The above probability distributions refer to a lead-time (LT) demand with an average of 5 units and a standard deviation of 2.7 units. So this can’t even be considered a pure case of “lumpy” demand, since the probability of zero demand is less than 4%. Therefore this example actually sits in the head, not in the tail. Nevertheless, the “right hand tails” rapidly diverge for “in-stock probability” above 90% and show huge differences for “in-stock probabilities” close to or above 99%. Of course, such differences are even larger for slower-moving SKUs. So the bottom line is that items in the long tail cannot be treated with a normal demand distribution.
Another Shortcut: The Two Model Approach
In the last decade or so, several software vendors have realized the serious inadequacy of using the normal demand distribution for modeling slow-moving item behavior. For those who have tried to solve the problem, the most common remedy has been to create a second model, normally based on one of the many derivations of Croston’s method,explicitly dedicated to “slow movers”. Croston’s method was originally created in the 1970’s and is based more on empirical considerations than on a sound scientific basis. It has proven useful to avoid crazy forecast behaviors of intermittent demand items, but nothing more than that. It doesn’t provide any reliable way to set safety stocks and target a specific service level, particularly for slow moving items.
Finally, the two model approach requires an “a-priori” classification of the SKU’s, separating the “normal” ones from the “lumpy” ones. Products are split into two separate categories, making use of two entirely different modeling techniques for the two categories. All observed real world phenomena present an infinite variety of different behaviors, not just two extremes.

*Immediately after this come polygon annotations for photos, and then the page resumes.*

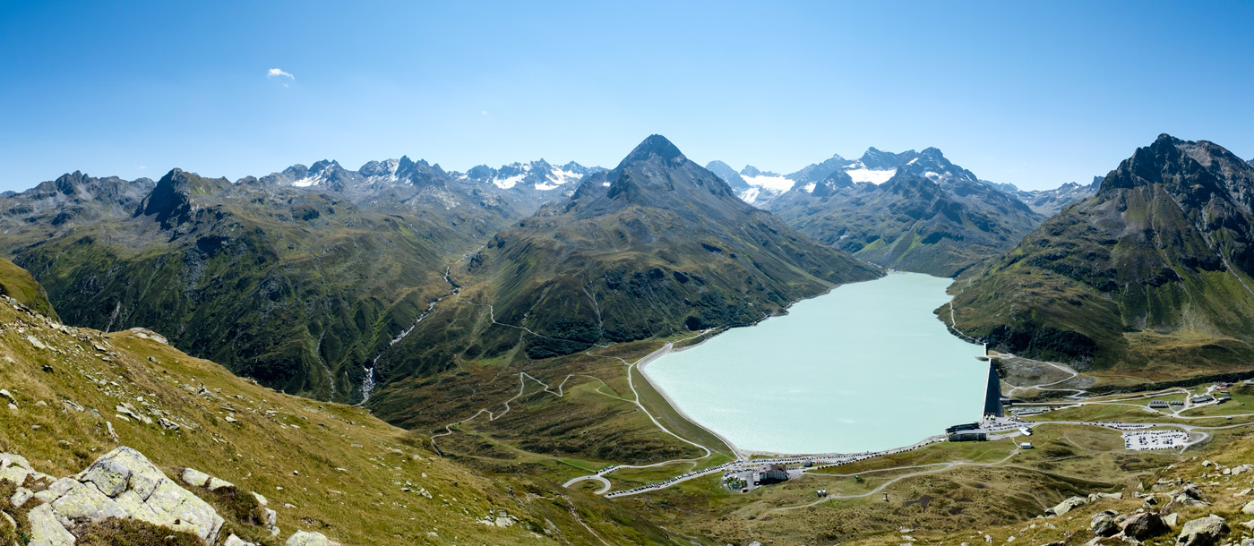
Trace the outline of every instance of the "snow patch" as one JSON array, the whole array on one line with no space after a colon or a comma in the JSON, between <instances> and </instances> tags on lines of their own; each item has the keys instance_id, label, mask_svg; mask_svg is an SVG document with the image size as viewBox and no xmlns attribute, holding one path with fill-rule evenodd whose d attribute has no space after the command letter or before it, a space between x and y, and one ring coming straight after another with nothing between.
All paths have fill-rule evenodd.
<instances>
[{"instance_id":1,"label":"snow patch","mask_svg":"<svg viewBox=\"0 0 1254 546\"><path fill-rule=\"evenodd\" d=\"M897 174L897 169L868 169L865 167L858 168L845 168L845 174L853 178L854 182L869 182L872 184L883 184L888 182Z\"/></svg>"},{"instance_id":2,"label":"snow patch","mask_svg":"<svg viewBox=\"0 0 1254 546\"><path fill-rule=\"evenodd\" d=\"M761 193L761 188L749 188L740 193L740 200L754 204L757 200L757 195Z\"/></svg>"},{"instance_id":3,"label":"snow patch","mask_svg":"<svg viewBox=\"0 0 1254 546\"><path fill-rule=\"evenodd\" d=\"M515 174L515 175L508 177L508 178L497 178L497 179L493 179L492 183L495 184L497 188L509 189L509 188L513 188L513 187L518 185L519 182L523 182L523 177L525 177L525 175L527 174L523 173L523 174Z\"/></svg>"},{"instance_id":4,"label":"snow patch","mask_svg":"<svg viewBox=\"0 0 1254 546\"><path fill-rule=\"evenodd\" d=\"M749 185L771 189L776 192L788 192L793 188L793 180L784 177L745 177L741 175Z\"/></svg>"}]
</instances>

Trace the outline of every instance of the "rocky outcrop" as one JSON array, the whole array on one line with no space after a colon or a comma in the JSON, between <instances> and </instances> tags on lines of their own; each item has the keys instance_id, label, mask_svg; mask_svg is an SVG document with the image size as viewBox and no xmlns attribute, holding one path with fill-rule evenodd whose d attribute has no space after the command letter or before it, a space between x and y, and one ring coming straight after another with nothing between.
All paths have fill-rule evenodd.
<instances>
[{"instance_id":1,"label":"rocky outcrop","mask_svg":"<svg viewBox=\"0 0 1254 546\"><path fill-rule=\"evenodd\" d=\"M25 460L11 461L34 473ZM26 496L19 491L16 495L16 495L13 498L15 506L16 501L25 503L30 497L43 502L28 515L33 545L74 543L69 530L75 525L112 517L187 531L214 543L224 522L208 502L176 485L143 453L129 447L113 450L83 472L45 485L38 493Z\"/></svg>"},{"instance_id":2,"label":"rocky outcrop","mask_svg":"<svg viewBox=\"0 0 1254 546\"><path fill-rule=\"evenodd\" d=\"M29 546L70 546L76 540L74 532L83 525L110 518L137 520L184 531L206 545L255 546L236 535L223 538L226 520L212 505L179 486L143 453L129 447L113 450L83 472L59 480L35 471L21 456L0 453L0 480L18 485L8 501L15 510L26 508ZM234 487L194 468L183 468L179 480L208 491ZM277 513L266 507L266 497L256 492L252 496L265 511L265 528L271 536L277 536ZM287 545L340 546L316 532L296 532Z\"/></svg>"},{"instance_id":3,"label":"rocky outcrop","mask_svg":"<svg viewBox=\"0 0 1254 546\"><path fill-rule=\"evenodd\" d=\"M1228 521L1211 513L1185 522L1180 535L1176 536L1179 546L1211 546L1219 542L1219 537L1228 533Z\"/></svg>"},{"instance_id":4,"label":"rocky outcrop","mask_svg":"<svg viewBox=\"0 0 1254 546\"><path fill-rule=\"evenodd\" d=\"M1046 516L1061 516L1061 515L1067 513L1067 512L1072 511L1073 508L1076 508L1078 506L1083 506L1086 503L1088 503L1088 500L1085 498L1085 497L1071 497L1071 498L1067 498L1066 501L1060 502L1057 506L1055 506L1055 507L1052 507L1050 510L1046 510L1045 515Z\"/></svg>"},{"instance_id":5,"label":"rocky outcrop","mask_svg":"<svg viewBox=\"0 0 1254 546\"><path fill-rule=\"evenodd\" d=\"M1154 512L1134 513L1124 521L1124 536L1140 541L1154 538L1170 531L1162 517Z\"/></svg>"},{"instance_id":6,"label":"rocky outcrop","mask_svg":"<svg viewBox=\"0 0 1254 546\"><path fill-rule=\"evenodd\" d=\"M342 546L321 532L296 531L285 542L287 546Z\"/></svg>"}]
</instances>

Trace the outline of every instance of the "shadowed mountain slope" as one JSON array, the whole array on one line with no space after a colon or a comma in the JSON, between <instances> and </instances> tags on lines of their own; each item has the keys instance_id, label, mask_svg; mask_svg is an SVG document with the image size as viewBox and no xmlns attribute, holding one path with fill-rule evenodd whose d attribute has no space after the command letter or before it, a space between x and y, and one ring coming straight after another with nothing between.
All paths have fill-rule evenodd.
<instances>
[{"instance_id":1,"label":"shadowed mountain slope","mask_svg":"<svg viewBox=\"0 0 1254 546\"><path fill-rule=\"evenodd\" d=\"M490 283L497 321L553 338L533 356L749 324L879 274L745 204L660 135L498 233L466 272Z\"/></svg>"},{"instance_id":2,"label":"shadowed mountain slope","mask_svg":"<svg viewBox=\"0 0 1254 546\"><path fill-rule=\"evenodd\" d=\"M1099 368L1249 367L1251 210L1254 167L1161 135L962 289L958 328Z\"/></svg>"},{"instance_id":3,"label":"shadowed mountain slope","mask_svg":"<svg viewBox=\"0 0 1254 546\"><path fill-rule=\"evenodd\" d=\"M894 269L953 277L1006 252L1043 220L935 148L872 148L854 165L811 167L826 177L798 182L765 207L806 235ZM890 178L875 184L851 173Z\"/></svg>"}]
</instances>

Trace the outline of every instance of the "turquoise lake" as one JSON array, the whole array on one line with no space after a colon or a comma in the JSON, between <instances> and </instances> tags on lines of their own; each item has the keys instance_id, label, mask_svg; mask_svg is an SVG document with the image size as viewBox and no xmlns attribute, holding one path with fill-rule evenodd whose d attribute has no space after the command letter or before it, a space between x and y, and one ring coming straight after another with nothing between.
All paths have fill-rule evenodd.
<instances>
[{"instance_id":1,"label":"turquoise lake","mask_svg":"<svg viewBox=\"0 0 1254 546\"><path fill-rule=\"evenodd\" d=\"M979 418L983 346L932 313L951 279L892 273L798 302L789 314L643 368L690 418L775 453L908 446ZM961 317L959 317L961 323Z\"/></svg>"}]
</instances>

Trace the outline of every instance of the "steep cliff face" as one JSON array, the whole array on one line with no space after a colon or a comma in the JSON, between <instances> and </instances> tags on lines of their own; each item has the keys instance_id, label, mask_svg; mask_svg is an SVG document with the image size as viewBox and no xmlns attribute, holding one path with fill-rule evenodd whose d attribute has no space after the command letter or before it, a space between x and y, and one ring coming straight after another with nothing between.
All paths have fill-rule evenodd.
<instances>
[{"instance_id":1,"label":"steep cliff face","mask_svg":"<svg viewBox=\"0 0 1254 546\"><path fill-rule=\"evenodd\" d=\"M964 288L958 327L994 347L1099 367L1248 362L1251 210L1249 163L1161 135Z\"/></svg>"},{"instance_id":2,"label":"steep cliff face","mask_svg":"<svg viewBox=\"0 0 1254 546\"><path fill-rule=\"evenodd\" d=\"M179 169L154 184L66 175L3 202L0 248L68 323L153 328L240 374L336 401L360 399L362 367L446 291L445 267L479 229Z\"/></svg>"},{"instance_id":3,"label":"steep cliff face","mask_svg":"<svg viewBox=\"0 0 1254 546\"><path fill-rule=\"evenodd\" d=\"M879 274L745 204L658 135L497 234L468 270L490 279L498 321L548 337L529 342L535 357L747 324Z\"/></svg>"},{"instance_id":4,"label":"steep cliff face","mask_svg":"<svg viewBox=\"0 0 1254 546\"><path fill-rule=\"evenodd\" d=\"M872 148L853 164L831 162L790 174L793 189L764 207L798 232L888 268L953 277L1001 255L1045 219L935 148Z\"/></svg>"}]
</instances>

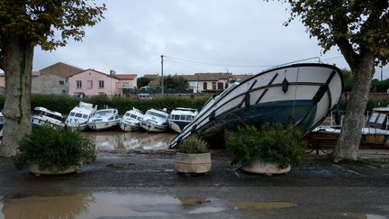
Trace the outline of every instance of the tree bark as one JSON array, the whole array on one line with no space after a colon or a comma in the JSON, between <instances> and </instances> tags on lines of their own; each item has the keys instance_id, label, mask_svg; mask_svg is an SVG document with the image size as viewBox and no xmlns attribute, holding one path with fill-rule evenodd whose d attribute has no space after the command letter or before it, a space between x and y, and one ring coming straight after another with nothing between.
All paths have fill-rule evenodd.
<instances>
[{"instance_id":1,"label":"tree bark","mask_svg":"<svg viewBox=\"0 0 389 219\"><path fill-rule=\"evenodd\" d=\"M333 153L335 162L357 160L375 58L373 53L368 53L358 59L357 62L348 63L353 73L354 86L347 104L345 122Z\"/></svg>"},{"instance_id":2,"label":"tree bark","mask_svg":"<svg viewBox=\"0 0 389 219\"><path fill-rule=\"evenodd\" d=\"M23 38L5 41L4 70L5 103L3 109L5 125L0 156L16 154L22 138L31 132L31 74L33 44Z\"/></svg>"}]
</instances>

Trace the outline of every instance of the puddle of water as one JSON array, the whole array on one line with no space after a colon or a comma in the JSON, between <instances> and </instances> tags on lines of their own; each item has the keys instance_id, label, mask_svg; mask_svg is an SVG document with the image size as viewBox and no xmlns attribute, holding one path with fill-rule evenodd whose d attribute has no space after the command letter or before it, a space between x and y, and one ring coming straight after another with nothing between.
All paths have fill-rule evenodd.
<instances>
[{"instance_id":1,"label":"puddle of water","mask_svg":"<svg viewBox=\"0 0 389 219\"><path fill-rule=\"evenodd\" d=\"M376 214L367 214L364 213L346 213L345 216L356 218L356 219L385 219L386 217L376 215Z\"/></svg>"},{"instance_id":2,"label":"puddle of water","mask_svg":"<svg viewBox=\"0 0 389 219\"><path fill-rule=\"evenodd\" d=\"M218 203L205 198L115 193L27 196L0 200L0 219L172 216L223 211L215 206Z\"/></svg>"},{"instance_id":3,"label":"puddle of water","mask_svg":"<svg viewBox=\"0 0 389 219\"><path fill-rule=\"evenodd\" d=\"M232 209L270 210L297 206L292 202L237 202L231 205Z\"/></svg>"},{"instance_id":4,"label":"puddle of water","mask_svg":"<svg viewBox=\"0 0 389 219\"><path fill-rule=\"evenodd\" d=\"M163 150L167 149L170 141L176 135L171 132L148 133L119 131L84 132L83 134L95 143L98 151Z\"/></svg>"}]
</instances>

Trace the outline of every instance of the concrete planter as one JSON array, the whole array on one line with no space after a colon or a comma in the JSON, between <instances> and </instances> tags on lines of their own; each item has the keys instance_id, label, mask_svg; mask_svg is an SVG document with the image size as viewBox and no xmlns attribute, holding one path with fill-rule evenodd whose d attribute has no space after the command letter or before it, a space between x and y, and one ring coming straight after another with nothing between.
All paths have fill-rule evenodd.
<instances>
[{"instance_id":1,"label":"concrete planter","mask_svg":"<svg viewBox=\"0 0 389 219\"><path fill-rule=\"evenodd\" d=\"M32 163L29 167L29 170L31 173L34 174L35 176L41 176L41 175L61 175L61 174L69 174L69 173L78 173L81 171L82 165L78 166L73 166L70 167L63 171L49 171L47 169L41 170L39 169L39 165Z\"/></svg>"},{"instance_id":2,"label":"concrete planter","mask_svg":"<svg viewBox=\"0 0 389 219\"><path fill-rule=\"evenodd\" d=\"M243 167L242 169L251 173L272 175L287 173L290 171L291 166L289 165L287 168L281 169L279 168L278 163L267 162L263 160L255 160L251 164Z\"/></svg>"},{"instance_id":3,"label":"concrete planter","mask_svg":"<svg viewBox=\"0 0 389 219\"><path fill-rule=\"evenodd\" d=\"M207 173L211 170L211 153L177 152L174 168L180 173Z\"/></svg>"}]
</instances>

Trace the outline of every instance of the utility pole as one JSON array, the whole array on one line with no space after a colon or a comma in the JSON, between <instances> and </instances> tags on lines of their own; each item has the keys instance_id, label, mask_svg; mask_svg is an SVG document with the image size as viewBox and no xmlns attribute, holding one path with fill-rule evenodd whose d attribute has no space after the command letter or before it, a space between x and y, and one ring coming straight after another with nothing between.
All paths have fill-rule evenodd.
<instances>
[{"instance_id":1,"label":"utility pole","mask_svg":"<svg viewBox=\"0 0 389 219\"><path fill-rule=\"evenodd\" d=\"M163 95L163 58L164 55L161 55L161 77L162 77L162 80L161 80L161 94Z\"/></svg>"}]
</instances>

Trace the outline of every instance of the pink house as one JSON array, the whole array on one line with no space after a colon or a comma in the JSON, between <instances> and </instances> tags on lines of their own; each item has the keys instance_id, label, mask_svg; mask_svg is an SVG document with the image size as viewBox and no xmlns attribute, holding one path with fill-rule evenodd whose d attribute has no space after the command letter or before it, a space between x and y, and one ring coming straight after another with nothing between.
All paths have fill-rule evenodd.
<instances>
[{"instance_id":1,"label":"pink house","mask_svg":"<svg viewBox=\"0 0 389 219\"><path fill-rule=\"evenodd\" d=\"M116 87L118 83L114 77L89 68L68 78L68 94L112 96L121 94L122 90Z\"/></svg>"}]
</instances>

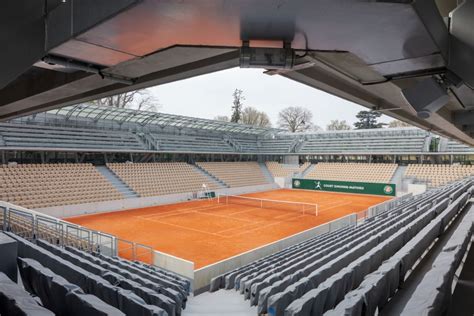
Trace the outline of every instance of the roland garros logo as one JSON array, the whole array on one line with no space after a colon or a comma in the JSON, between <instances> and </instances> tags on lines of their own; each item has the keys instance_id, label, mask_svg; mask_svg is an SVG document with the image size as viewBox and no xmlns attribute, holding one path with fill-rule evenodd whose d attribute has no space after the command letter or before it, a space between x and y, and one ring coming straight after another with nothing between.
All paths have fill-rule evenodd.
<instances>
[{"instance_id":1,"label":"roland garros logo","mask_svg":"<svg viewBox=\"0 0 474 316\"><path fill-rule=\"evenodd\" d=\"M385 194L391 194L393 192L393 188L389 185L386 185L384 188L383 188L383 192Z\"/></svg>"}]
</instances>

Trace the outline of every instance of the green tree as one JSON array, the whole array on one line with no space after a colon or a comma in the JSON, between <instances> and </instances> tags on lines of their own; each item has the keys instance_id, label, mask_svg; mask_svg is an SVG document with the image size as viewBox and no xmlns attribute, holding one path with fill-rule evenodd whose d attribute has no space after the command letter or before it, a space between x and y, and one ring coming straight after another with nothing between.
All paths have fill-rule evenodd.
<instances>
[{"instance_id":1,"label":"green tree","mask_svg":"<svg viewBox=\"0 0 474 316\"><path fill-rule=\"evenodd\" d=\"M382 116L382 113L375 111L360 111L356 117L359 119L358 122L354 123L356 129L371 129L371 128L382 128L385 123L377 122L377 119Z\"/></svg>"},{"instance_id":2,"label":"green tree","mask_svg":"<svg viewBox=\"0 0 474 316\"><path fill-rule=\"evenodd\" d=\"M346 120L331 120L331 122L326 126L326 130L328 131L343 131L349 129L351 129L351 126L347 124Z\"/></svg>"},{"instance_id":3,"label":"green tree","mask_svg":"<svg viewBox=\"0 0 474 316\"><path fill-rule=\"evenodd\" d=\"M405 123L405 122L403 122L403 121L393 120L393 121L391 121L390 123L388 123L388 127L390 127L390 128L396 128L396 127L411 127L411 125L408 124L408 123Z\"/></svg>"},{"instance_id":4,"label":"green tree","mask_svg":"<svg viewBox=\"0 0 474 316\"><path fill-rule=\"evenodd\" d=\"M230 117L230 121L239 123L242 118L242 106L245 97L243 96L243 91L240 89L235 89L232 96L234 97L234 101L232 102L232 116Z\"/></svg>"}]
</instances>

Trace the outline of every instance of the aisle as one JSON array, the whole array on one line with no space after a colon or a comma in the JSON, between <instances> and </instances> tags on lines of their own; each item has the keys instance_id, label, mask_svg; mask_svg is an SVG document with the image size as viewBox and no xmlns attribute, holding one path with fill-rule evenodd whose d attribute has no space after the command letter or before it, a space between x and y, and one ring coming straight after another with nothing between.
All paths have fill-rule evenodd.
<instances>
[{"instance_id":1,"label":"aisle","mask_svg":"<svg viewBox=\"0 0 474 316\"><path fill-rule=\"evenodd\" d=\"M243 296L234 290L220 290L214 293L205 292L190 297L183 310L183 316L255 316L257 307L249 306Z\"/></svg>"}]
</instances>

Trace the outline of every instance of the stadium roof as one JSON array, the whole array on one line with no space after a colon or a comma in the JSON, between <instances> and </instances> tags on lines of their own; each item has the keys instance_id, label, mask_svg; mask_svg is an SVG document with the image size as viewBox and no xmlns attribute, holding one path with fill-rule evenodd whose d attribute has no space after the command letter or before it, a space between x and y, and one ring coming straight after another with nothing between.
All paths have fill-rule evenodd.
<instances>
[{"instance_id":1,"label":"stadium roof","mask_svg":"<svg viewBox=\"0 0 474 316\"><path fill-rule=\"evenodd\" d=\"M138 111L133 109L115 108L94 104L77 104L47 113L62 115L69 118L86 118L96 122L111 120L122 123L136 123L141 126L156 125L160 127L192 128L212 130L218 132L242 133L263 135L267 133L281 133L284 130L277 128L258 127L240 123L230 123L217 120L195 118L189 116L167 114L160 112Z\"/></svg>"}]
</instances>

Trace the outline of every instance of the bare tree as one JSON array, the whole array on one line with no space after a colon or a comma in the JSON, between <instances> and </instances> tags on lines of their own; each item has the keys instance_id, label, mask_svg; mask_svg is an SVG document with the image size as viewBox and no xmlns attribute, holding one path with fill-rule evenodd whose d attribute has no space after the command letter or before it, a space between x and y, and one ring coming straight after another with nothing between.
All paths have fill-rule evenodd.
<instances>
[{"instance_id":1,"label":"bare tree","mask_svg":"<svg viewBox=\"0 0 474 316\"><path fill-rule=\"evenodd\" d=\"M157 111L160 107L156 98L145 89L112 95L95 100L93 103L139 111Z\"/></svg>"},{"instance_id":2,"label":"bare tree","mask_svg":"<svg viewBox=\"0 0 474 316\"><path fill-rule=\"evenodd\" d=\"M229 122L229 117L227 115L218 115L214 117L214 120L221 122Z\"/></svg>"},{"instance_id":3,"label":"bare tree","mask_svg":"<svg viewBox=\"0 0 474 316\"><path fill-rule=\"evenodd\" d=\"M343 131L349 130L351 126L346 122L346 120L331 120L331 122L326 126L328 131Z\"/></svg>"},{"instance_id":4,"label":"bare tree","mask_svg":"<svg viewBox=\"0 0 474 316\"><path fill-rule=\"evenodd\" d=\"M240 121L243 124L260 126L260 127L271 127L272 123L267 113L259 111L254 107L245 107L242 111L242 119Z\"/></svg>"},{"instance_id":5,"label":"bare tree","mask_svg":"<svg viewBox=\"0 0 474 316\"><path fill-rule=\"evenodd\" d=\"M354 126L356 129L370 129L370 128L382 128L386 123L379 123L377 119L382 116L382 113L376 111L359 111L356 117L359 122L355 122Z\"/></svg>"},{"instance_id":6,"label":"bare tree","mask_svg":"<svg viewBox=\"0 0 474 316\"><path fill-rule=\"evenodd\" d=\"M390 123L388 123L389 128L395 128L395 127L411 127L412 125L405 123L403 121L399 120L393 120Z\"/></svg>"},{"instance_id":7,"label":"bare tree","mask_svg":"<svg viewBox=\"0 0 474 316\"><path fill-rule=\"evenodd\" d=\"M288 131L304 132L313 129L313 114L301 106L290 106L278 113L278 126Z\"/></svg>"},{"instance_id":8,"label":"bare tree","mask_svg":"<svg viewBox=\"0 0 474 316\"><path fill-rule=\"evenodd\" d=\"M235 89L232 96L234 97L234 101L232 102L232 116L230 118L231 122L239 123L242 117L242 106L245 97L243 95L243 91L240 89Z\"/></svg>"}]
</instances>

Inventory modeling is no exception to this rule.
Succeeding in a Long Tail Environment
It is evident that customer demand has become more geographically scattered, occurs in smaller quantities and is for more specialized products. Nobody can deny this is a clear challenge. Can we really understand the implications on the inventory behavior of a large number of items well enough to achieve “service level excellence”. Using the right technology, the answer can be yes. If you want to fine tune your inventories to achieve very high customer service levels and the important benefits it brings, you have to master the shape of the demand distribution and the right-hand tail. You must avoid modeling shortcuts and approximations that can prevent you from getting close to your target.
Achieving a high service level in the long tail world requires inventory modeling technology that can master demand behavior and probability distributions across a very wide variety of demand patterns requires the following capabilities:
- A very reliable demand modeling technology that automatically adjusts all relevant statistical parameters, in a seamless way across a wide range of SKU behaviors, understanding all elements of demand uncertainty and considering not only forecast errors, but also the “intrinsic demand variability” caused by a certain order-line frequency and order-line size distribution
- Advanced inventory modeling that, by eliminating many of the gross approximations of traditional inventory management theory, can provide very reliable descriptions of statistical inventory behavior.
- Logic for demand signal propagation that combines the superior capabilities of both demand modeling and inventory modeling, to model the impact of replenishment parameters and constraints at each echelon of the supply chain.
- A solution that assures very good adherence between plans and actual performance, reducing the need for emergency interventions, and thus allowing disciplined inventory and service planning processes.